Under Code Section 83, if property (e.g., stock, LLC interests, partnership interests) is transferred to a service provider (e.g., employee, director, consultant) and that property is restricted for purposes of Code Section 83 (i.e., it is both subject to a substantial risk of forfeiture and non-transferrable), then, unless a timely Code Section 83(b) election, the fair market value of that property (less any amount paid for the property) at the time of vesting will be taxed as compensation income to the service recipient at the time of vesting.
However, if the service provider makes a timely Code Section 83(b) election, then the fair market value of that property (less any amount paid for the property) at the time of transfer will be taxed as compensation income to the service recipient at the time of transfer. In the event the restricted property has increased in value as of any subsequent vesting date, no portion of that increase is taxed as compensation income, but will be taxed to the service provider as capital gain (or loss) (either long-term or short-term, depending on the holding period) upon a later sale of the property.
To make a Code Section 83(b) election, the service provider must file a copy of the election with the IRS within 30 days after the date the property is transferred to the service provider and must also provide a copy to the service recipient (e.g., the employer). Prior to the adoption of these final regulations, the service provider was also required to file a copy of the election with his or her federal income tax return for the year of property transfer.

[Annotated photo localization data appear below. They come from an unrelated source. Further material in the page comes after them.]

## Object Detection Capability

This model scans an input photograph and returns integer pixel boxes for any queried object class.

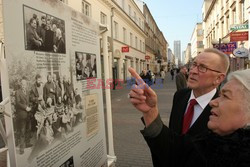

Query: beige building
[202,0,249,71]
[190,23,204,59]
[112,0,147,80]
[184,43,191,64]
[62,0,169,77]
[143,4,168,73]
[66,0,146,81]
[167,48,175,69]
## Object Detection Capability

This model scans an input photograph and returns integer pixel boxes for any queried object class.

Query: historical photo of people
[23,5,66,54]
[8,56,85,160]
[60,156,74,167]
[75,51,97,81]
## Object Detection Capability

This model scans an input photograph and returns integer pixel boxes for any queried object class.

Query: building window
[197,29,203,36]
[135,36,138,49]
[130,33,133,46]
[82,0,91,16]
[233,8,236,24]
[100,12,107,25]
[114,21,118,40]
[241,1,245,22]
[226,15,229,33]
[197,41,203,48]
[141,21,144,30]
[128,5,131,16]
[221,21,224,36]
[145,14,148,23]
[134,12,137,22]
[142,42,145,52]
[122,0,125,10]
[140,40,142,51]
[139,18,141,27]
[123,27,127,43]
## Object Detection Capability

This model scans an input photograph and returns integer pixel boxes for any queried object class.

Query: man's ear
[214,73,226,85]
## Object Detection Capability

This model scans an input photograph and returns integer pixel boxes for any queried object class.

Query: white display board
[1,0,107,166]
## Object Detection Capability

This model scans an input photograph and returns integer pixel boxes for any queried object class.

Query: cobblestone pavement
[111,73,177,167]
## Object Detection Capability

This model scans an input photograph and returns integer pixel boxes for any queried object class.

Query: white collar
[189,88,217,109]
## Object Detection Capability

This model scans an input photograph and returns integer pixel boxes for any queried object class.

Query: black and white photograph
[23,5,66,54]
[59,156,74,167]
[8,58,85,161]
[2,0,107,166]
[75,51,97,81]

In our ever-increasingly paperless world, many taxpayers have found it difficult to file the Section 83(b) election electronically because many electronic tax form filing platforms do not accommodate the attachment of an electronic copy of the election. In light of the IRS’ goal to have taxpayers file as many tax returns as possible electronically, the IRS determined that eliminating the requirement to file the Code Section 83(b) election with the tax return would be a step towards meeting that goal.
The new final regulations apply for all transfers of restricted property made after January 1, 2016. The IRS did note in the preamble to the new final regulations that taxpayers remain subject to general IRS recordkeeping requirements and must maintain documentation sufficient to show any amount paid for the property upon receipt and to support the tax treatment as reported by the taxpayer.